Here we will instead use a simple, much more efficient alternative called stochastic collocation. We will ask Chebfun to sample the shock location function s(delta) to build an accurate representation.

Each realization of delta requires the solution of a deterministic steady Burgers problem. To speed this step up, we'll seed the iterations with an initial shock profile. We create an anonymous function that returns a Burgers chebop for any given delta value.

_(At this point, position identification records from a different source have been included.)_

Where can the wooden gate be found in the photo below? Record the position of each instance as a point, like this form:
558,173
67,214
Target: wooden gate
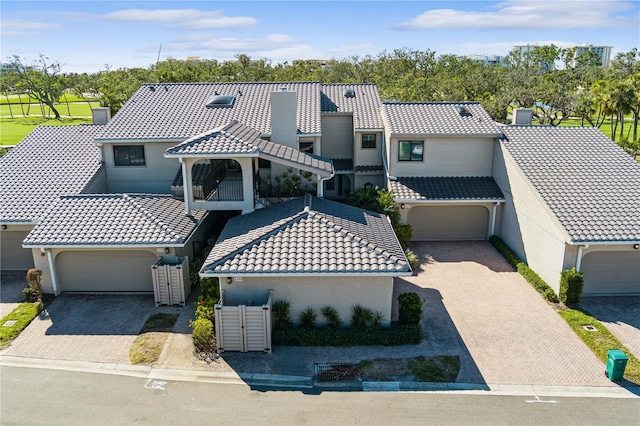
243,328
171,284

u = chebop(@(u) u.*diff(u)-0.1*diff(u,2),[-1,1],1.05,-1)\0; % generic shock N = @(delta) chebop(@(u) u.*diff(u)-0.1*diff(u,2),[-1,1],1+delta,-1,'init',u);

Now each evaluation of the function to be sampled involves locating the zero crossing of a BVP solution.

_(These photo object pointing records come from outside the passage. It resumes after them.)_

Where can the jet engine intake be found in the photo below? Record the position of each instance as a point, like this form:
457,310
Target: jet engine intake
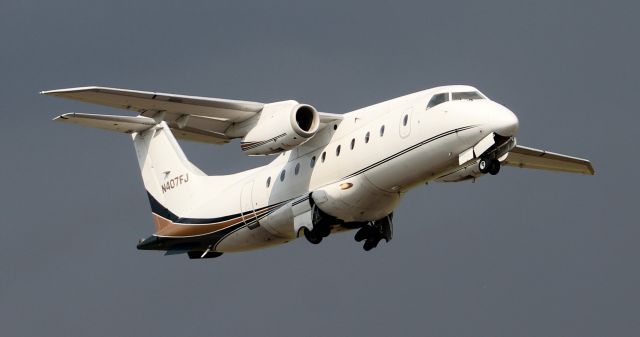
280,127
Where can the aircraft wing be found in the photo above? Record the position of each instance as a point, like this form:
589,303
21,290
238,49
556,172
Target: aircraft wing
527,157
195,118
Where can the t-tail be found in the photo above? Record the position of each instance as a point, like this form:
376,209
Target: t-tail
174,185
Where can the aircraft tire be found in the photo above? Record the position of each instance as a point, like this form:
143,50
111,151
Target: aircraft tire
312,236
370,244
484,165
494,167
362,233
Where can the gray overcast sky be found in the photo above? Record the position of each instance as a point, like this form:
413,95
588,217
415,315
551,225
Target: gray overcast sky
525,253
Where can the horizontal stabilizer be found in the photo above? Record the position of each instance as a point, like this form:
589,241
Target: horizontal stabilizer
194,118
125,124
527,157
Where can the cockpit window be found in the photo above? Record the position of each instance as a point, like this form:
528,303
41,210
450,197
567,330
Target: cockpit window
466,95
438,99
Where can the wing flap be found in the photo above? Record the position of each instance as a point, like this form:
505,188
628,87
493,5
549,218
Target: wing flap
527,157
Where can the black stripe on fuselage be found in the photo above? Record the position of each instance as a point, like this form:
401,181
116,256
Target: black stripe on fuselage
250,145
409,149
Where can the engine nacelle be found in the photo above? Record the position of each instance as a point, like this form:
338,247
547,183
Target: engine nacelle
280,126
355,200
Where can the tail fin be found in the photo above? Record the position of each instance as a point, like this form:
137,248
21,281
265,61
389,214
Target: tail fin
171,180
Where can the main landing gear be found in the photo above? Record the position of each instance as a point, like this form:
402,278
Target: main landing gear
321,226
374,231
489,165
370,232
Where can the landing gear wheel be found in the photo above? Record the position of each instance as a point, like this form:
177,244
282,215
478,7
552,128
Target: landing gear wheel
362,233
312,236
484,165
494,168
324,231
371,243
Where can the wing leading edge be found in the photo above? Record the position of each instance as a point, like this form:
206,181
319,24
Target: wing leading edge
527,157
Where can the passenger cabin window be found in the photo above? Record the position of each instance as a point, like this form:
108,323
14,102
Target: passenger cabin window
438,99
466,95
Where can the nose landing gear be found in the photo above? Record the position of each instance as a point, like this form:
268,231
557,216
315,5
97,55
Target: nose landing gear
489,165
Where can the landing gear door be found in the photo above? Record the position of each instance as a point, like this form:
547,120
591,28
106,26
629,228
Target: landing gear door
405,123
246,205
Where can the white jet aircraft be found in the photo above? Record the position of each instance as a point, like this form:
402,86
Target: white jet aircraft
332,172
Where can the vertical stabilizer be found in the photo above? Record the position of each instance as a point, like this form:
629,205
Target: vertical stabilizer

s = @(delta) roots( N(delta)\0 );

The process is relatively slow, so we'll accelerate matters by drastically reducing the error tolerances.

cheboppref('restol',1e-5) tic, shockfun = chebfun(s,[0,0.2],'eps',1e-3,'vectorize'), toc clf, plot(shockfun,LW,2), title('Shock location'), xlabel('delta')

Warning: Function exited with stagnation flag. Warning: Function exited with stagnation flag. shockfun = chebfun column (1 smooth piece) interval length endpoint values [ 0, 0.2] 36 0.14 0.8 vertical scale = 0.8 Elapsed time is 324.478572 seconds.

We see that 37 function evaluations suffice to represent the distribution of s(delta) accurately to about three digits. Comparable Monte Carlo sampling would take millions of realizations.

Now we know everything we could want to about the shock location as a random variable and can compute whatever statistics we like. It's especially easy for the uniform distribution we assumed for delta.

mu = mean(shockfun) sigma = std(shockfun)

mu = 0.690634450019623 sigma = 0.106333698408458

References:

[1] D. Xu, Numerical Methods for Stochastic Computations, Princeton University Press, 2010.